IVD makers are currently undergoing internal assessments to determine the cost of bringing their menus into compliance with the new regulation. "When those calculating remediation come back with pretty significant numbers, CEOs, CFOs, and others within the C suite, react pretty strongly," Zuzulo noted.
Remarking on the departure of LRQA and UL UK from the market, Zuzulo noted that the regulations themselves have resulted in a "pretty significant winnowing" of NBs because some NBs cannot meet the more stringent standards that MDR and IVDR are applying to them as well.
"You see this effect of massive regulation, lack of clarification, and a lack of readiness on the part of clients and their inability to interpret pretty ambiguous regulations," Zuzulo said.
Grant Thornton for its part recently launched two tools — SmartMDR and SmartIVDR — to guide companies through the process of gaining regulatory compliance under the new regulations.

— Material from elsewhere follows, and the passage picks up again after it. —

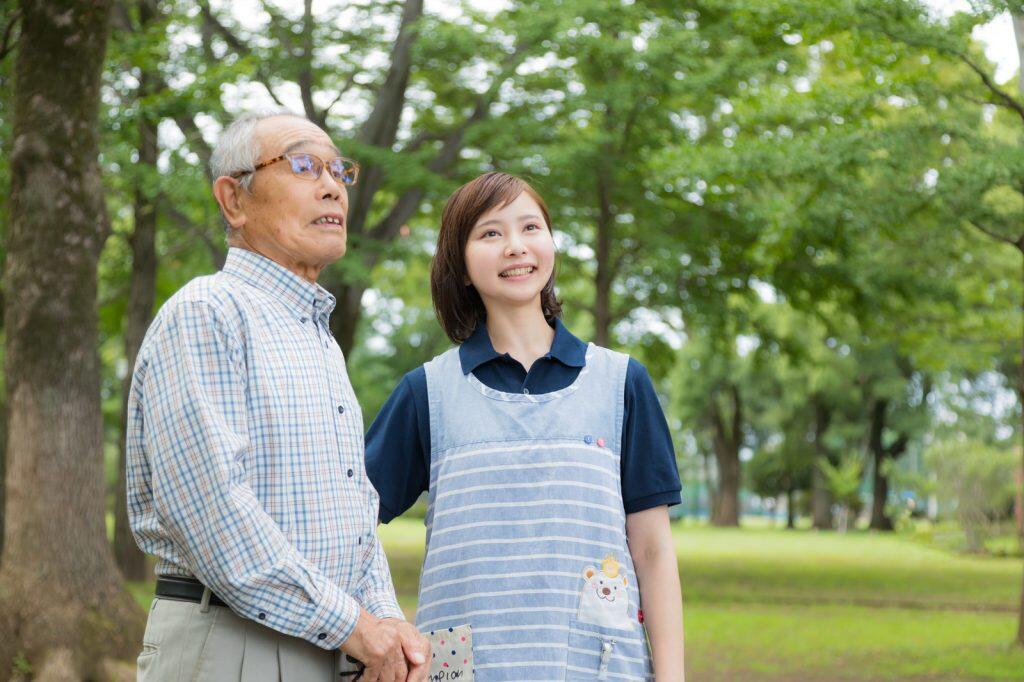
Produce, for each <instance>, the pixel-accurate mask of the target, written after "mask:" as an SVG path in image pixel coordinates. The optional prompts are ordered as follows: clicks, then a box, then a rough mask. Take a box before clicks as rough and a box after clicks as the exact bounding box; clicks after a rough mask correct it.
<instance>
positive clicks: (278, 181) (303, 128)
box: [232, 116, 348, 281]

"Manufacturers should make sure they are ready and that the regulatory system is the rate-limiting step," Spencer advised. "Don't assume there will be a formal extension to the transition period."
Adding capacity
Françoise Schlemmer, director of the Brussels-based European Association of Medical Devices Notified Bodies (TEAM-NB), said the organization, representing 26 NBs from 14 European countries, is aware of industry's concerns, but that its members are working toward being ready to certify medical device and IVD applications under the new regulations before the compliance dates.
Schlemmer, who founded TEAM-NB in 2001, said that while only two NBs have been accredited for MDR, she expects around 20 to be designated by the end of the year. "We have a lot of members in the last steps of the designation process," she said. Not all of those NBs, however, will go on to seek accreditation for IVDR, though. A survey of its members conducted in January found that 11 TEAM-NB members would seek accreditation for IVDR.
She acknowledged that with the departure of LRQA and UL UK from the market, the number of potential NBs is now below 10. Schlemmer also stressed that TEAM-NB members set on achieving IVDR accreditation have been adding capacity to meet anticipated demand. A June survey of TEAM-NB members showed a 24 percent increase in personnel hired in 2018 compared to 2017. Members surveyed expressed a desire to hire even more staff.
As for IVD manufacturers, Schlemmer said that how they react to the evolving regulatory landscape is largely dependent on the situation of each manufacturer. "Some of them already have a NB they work with, some are startups, and some haven't had an NB because their products were self-certified," she noted. "There are plenty of different situations out there."